28 August Sunday

Someone once told me that in San Francisco there are two types of restaurants, fabulous and closed. This sentence is true when a broad definition of fabulous is used. There is a wide sliding scale that can include places like – The best of the crappy diners, the BEST bakery that get shut down for health violations, or other holes-in-the-wall where the only meat option is ¨meat¨. Nonetheless, there are many good restaurants there, and there are some in my hometown Akron Ohio too. Restaurants do what they must to attract customers and make their overhead. There are key differences as to how this success happens, and they very much depend on the type of person you are serving, what they want, what they expect.
In the Buckeye state, and throughout the Midwest, there is a certain pride that the diner takes in knowing exactly what they want to taste and designing the flavor profile themselves instead of the chef. I have always found this odd, especially because it happens at higher end dining as well as middle establishments. I will describe two events, one each from the respective states.
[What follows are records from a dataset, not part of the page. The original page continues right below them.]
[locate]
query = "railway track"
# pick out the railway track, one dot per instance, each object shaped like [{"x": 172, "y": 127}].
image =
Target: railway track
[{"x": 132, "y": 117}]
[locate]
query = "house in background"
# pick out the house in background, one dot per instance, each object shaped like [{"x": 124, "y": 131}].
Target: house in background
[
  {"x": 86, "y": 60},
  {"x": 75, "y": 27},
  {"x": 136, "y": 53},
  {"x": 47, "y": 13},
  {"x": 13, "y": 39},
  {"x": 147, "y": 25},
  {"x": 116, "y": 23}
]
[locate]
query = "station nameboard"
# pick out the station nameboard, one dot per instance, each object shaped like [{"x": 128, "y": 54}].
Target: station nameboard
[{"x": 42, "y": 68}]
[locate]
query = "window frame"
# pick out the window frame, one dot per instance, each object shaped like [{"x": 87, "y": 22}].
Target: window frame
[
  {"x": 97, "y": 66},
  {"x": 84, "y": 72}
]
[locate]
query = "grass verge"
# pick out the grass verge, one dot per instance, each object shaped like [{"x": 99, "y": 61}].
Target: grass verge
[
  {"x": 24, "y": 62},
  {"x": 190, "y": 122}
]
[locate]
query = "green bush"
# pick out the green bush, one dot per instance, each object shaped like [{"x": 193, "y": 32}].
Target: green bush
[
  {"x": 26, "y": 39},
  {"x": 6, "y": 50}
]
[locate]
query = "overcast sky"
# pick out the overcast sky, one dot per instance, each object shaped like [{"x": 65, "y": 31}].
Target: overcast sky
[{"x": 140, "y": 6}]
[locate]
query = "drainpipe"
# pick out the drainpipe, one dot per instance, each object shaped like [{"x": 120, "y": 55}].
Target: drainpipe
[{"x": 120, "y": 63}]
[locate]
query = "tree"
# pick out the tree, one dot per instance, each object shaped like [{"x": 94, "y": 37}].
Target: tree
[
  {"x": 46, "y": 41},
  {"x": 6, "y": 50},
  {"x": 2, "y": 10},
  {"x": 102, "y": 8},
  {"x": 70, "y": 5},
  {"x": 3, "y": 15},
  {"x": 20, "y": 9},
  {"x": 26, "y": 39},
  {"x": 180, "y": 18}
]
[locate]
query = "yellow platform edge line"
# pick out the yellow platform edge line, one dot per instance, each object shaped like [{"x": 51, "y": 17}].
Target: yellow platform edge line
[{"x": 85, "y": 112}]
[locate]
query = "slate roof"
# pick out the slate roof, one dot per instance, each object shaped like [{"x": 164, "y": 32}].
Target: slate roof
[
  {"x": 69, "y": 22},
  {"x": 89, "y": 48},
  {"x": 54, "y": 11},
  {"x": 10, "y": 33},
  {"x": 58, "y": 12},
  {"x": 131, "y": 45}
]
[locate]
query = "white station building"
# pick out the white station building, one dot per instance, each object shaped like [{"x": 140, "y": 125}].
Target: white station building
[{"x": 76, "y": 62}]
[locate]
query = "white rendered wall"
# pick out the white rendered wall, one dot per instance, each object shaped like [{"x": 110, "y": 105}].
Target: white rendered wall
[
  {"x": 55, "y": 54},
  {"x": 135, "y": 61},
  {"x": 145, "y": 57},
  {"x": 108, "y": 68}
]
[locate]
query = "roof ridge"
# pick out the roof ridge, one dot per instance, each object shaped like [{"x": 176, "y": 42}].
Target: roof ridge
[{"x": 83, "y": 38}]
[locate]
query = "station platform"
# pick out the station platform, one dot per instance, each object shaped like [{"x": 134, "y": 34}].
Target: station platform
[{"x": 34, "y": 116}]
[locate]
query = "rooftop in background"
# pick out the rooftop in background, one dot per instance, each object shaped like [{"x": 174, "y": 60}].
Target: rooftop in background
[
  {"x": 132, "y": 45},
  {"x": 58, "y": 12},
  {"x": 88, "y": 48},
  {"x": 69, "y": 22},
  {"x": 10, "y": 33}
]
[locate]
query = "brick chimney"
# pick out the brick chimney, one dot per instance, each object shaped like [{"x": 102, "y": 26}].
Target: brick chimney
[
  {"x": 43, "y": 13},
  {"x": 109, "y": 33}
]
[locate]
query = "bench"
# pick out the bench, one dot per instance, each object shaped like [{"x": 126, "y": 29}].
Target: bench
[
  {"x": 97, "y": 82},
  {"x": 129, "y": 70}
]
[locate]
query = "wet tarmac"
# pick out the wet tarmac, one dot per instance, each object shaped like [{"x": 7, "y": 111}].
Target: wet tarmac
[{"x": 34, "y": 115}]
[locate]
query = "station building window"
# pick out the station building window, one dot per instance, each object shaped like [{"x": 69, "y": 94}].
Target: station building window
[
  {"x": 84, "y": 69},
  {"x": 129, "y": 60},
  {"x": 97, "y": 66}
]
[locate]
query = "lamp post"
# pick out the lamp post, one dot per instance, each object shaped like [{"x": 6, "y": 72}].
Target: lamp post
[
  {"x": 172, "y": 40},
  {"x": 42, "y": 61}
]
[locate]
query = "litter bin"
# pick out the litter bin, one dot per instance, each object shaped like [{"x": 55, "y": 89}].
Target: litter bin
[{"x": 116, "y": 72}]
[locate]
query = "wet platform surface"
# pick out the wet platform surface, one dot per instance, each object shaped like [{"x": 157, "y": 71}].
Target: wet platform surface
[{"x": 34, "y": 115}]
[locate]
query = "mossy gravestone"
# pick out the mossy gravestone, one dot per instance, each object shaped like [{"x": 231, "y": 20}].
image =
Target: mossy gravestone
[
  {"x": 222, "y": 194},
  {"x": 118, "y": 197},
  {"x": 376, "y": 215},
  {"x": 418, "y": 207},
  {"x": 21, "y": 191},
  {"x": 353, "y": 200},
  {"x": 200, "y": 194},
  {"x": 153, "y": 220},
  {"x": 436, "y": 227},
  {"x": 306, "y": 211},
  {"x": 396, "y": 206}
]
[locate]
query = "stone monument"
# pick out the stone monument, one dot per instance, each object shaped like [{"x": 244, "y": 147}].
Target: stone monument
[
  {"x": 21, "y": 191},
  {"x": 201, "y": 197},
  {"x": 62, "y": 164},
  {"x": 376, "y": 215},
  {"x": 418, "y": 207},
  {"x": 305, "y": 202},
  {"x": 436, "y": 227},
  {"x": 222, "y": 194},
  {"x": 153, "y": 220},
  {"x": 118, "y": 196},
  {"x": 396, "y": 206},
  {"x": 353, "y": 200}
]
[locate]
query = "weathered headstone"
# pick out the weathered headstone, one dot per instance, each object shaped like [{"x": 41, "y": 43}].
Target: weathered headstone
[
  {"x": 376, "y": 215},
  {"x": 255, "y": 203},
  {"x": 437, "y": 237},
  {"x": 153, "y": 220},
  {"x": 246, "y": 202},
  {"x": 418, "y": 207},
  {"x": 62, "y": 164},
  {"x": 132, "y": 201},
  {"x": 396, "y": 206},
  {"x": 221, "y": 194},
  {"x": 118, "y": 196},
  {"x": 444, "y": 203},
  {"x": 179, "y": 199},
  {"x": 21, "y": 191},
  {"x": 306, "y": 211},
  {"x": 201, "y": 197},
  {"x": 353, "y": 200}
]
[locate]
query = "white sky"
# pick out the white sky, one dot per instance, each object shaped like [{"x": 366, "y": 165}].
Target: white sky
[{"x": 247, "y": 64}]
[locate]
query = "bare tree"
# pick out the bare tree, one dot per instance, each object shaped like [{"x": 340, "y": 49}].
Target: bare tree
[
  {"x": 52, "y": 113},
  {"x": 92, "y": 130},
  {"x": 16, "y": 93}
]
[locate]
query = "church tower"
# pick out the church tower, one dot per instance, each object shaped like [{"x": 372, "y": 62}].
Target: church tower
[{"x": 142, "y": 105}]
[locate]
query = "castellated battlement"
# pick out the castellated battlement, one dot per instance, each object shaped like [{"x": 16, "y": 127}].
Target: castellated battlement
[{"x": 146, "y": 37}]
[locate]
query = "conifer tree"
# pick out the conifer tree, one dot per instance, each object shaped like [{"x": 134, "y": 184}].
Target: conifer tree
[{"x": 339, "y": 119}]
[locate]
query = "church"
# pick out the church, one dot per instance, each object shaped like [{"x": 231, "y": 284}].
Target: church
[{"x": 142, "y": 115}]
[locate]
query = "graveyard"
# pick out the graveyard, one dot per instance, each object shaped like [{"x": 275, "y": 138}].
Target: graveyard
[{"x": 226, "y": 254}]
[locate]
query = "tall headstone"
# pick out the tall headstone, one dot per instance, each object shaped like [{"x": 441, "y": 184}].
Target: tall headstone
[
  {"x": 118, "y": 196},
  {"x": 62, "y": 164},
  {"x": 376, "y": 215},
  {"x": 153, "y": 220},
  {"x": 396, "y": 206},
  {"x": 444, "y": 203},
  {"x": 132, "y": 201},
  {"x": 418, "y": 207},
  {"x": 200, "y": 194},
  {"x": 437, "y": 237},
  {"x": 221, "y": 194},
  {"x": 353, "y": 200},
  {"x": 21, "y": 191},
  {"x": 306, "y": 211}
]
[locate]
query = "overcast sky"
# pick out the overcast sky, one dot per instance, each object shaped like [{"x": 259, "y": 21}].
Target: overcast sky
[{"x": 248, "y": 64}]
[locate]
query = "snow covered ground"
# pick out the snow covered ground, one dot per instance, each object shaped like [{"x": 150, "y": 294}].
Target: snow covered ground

An exchange I recently had with the good wait staff at a restaurant in San Francisco:
¨And what can I get for you sir?¨
¨I¨ll have the salmon.¨
¨Thank you.¨
A similar exchange with great wait staff at a restaurant in Akron, Ohio:
¨And what can I get for you sir?¨
¨I¨ll have the salmon.¨
¨Great, would you like the soup or the salad with that?¨
¨What soup do you have?¨
¨Chicken Chili, Butternut Squash, Broccoli Cheddar, or Clam Chowder.¨
¨Hmm….I´ll have a salad.¨
¨House, French, Italian, Thousand Island, Ranch, Blue Cheese, or Raspberry Vinagrette?¨
¨House.¨
¨Great, would you be wanting the potato or rice pilaf?¨
¨I¨ll have the potato¨
¨Boiled, baked, steamed, roasted, steak fries, curly fries, twice fried, au gratin, or Hasslebacked?¨
¨Baked.¨
¨And that salmon, did you want that, fried, grilled, steamed-in-the-bag, poached….¨
¨Grilled, please.¨
¨And with that salmon did you want the Teriyaki, Southwestern, El Diablo, Old El Paso, German Gypsy, or Sweet Poughkeepsie sauce?¨
¨German Gypsy.¨
¨And that comes with an additional side from the bottom back of the menu.¨
I am now tired. I also feel a little anxious because I didn´t quite understand that I´d have to make so many decisions. I mean I knew that when the menu arrived, and my hands became moist when the waitress approached. But I didn´t know how it would feel, this interrogation. I wondered if she approved of my choices. The menu I had created for myself. I guess the expectation is that the guest puts the disparate particles together and the chef´s job is to make it work. I need the wait person´s help.
¨What do you recommend with the German Gypsy salmon?¨
¨Well, a lot of people really like the sizzling corn husks, or dig deep in yumbo town with a bucket of hushed mutton cuttins. If you go with the griddle flipped zucchini cakes, I would swap out the Clam Chowder for the salad because the salad already comes with the griddle flipped zucchini cakes on top of it. A lot of people do that.¨
¨Oh OK. I´ll do that. Does that sound good?¨
¨Yeah, it´s good.¨
Perhaps what it is is that there is a maximal quality to that Midwestern restaurant, everything is available and the customer is king. In California I´ve seen a number of menus that explicitly say ¨no substitutions¨ and we obey. Yes, fussy, picky, snooty, have-it-my-way California kiddos will line up in obeyance behind the Chef de Maison. It is an act of trust, perhaps because as my friend was saying, if you can´t read people´s palates, your restaurant ain´t gonna last. Fabulous or closed.

Even though it is still August, the change has taken place and Fall is wrapping their wide arms around us. Here´s one little fella that wasn´t quite ready to let go and managed to attach themselves to their tree. Hang on tight. It´s gonna be a long, cold winter.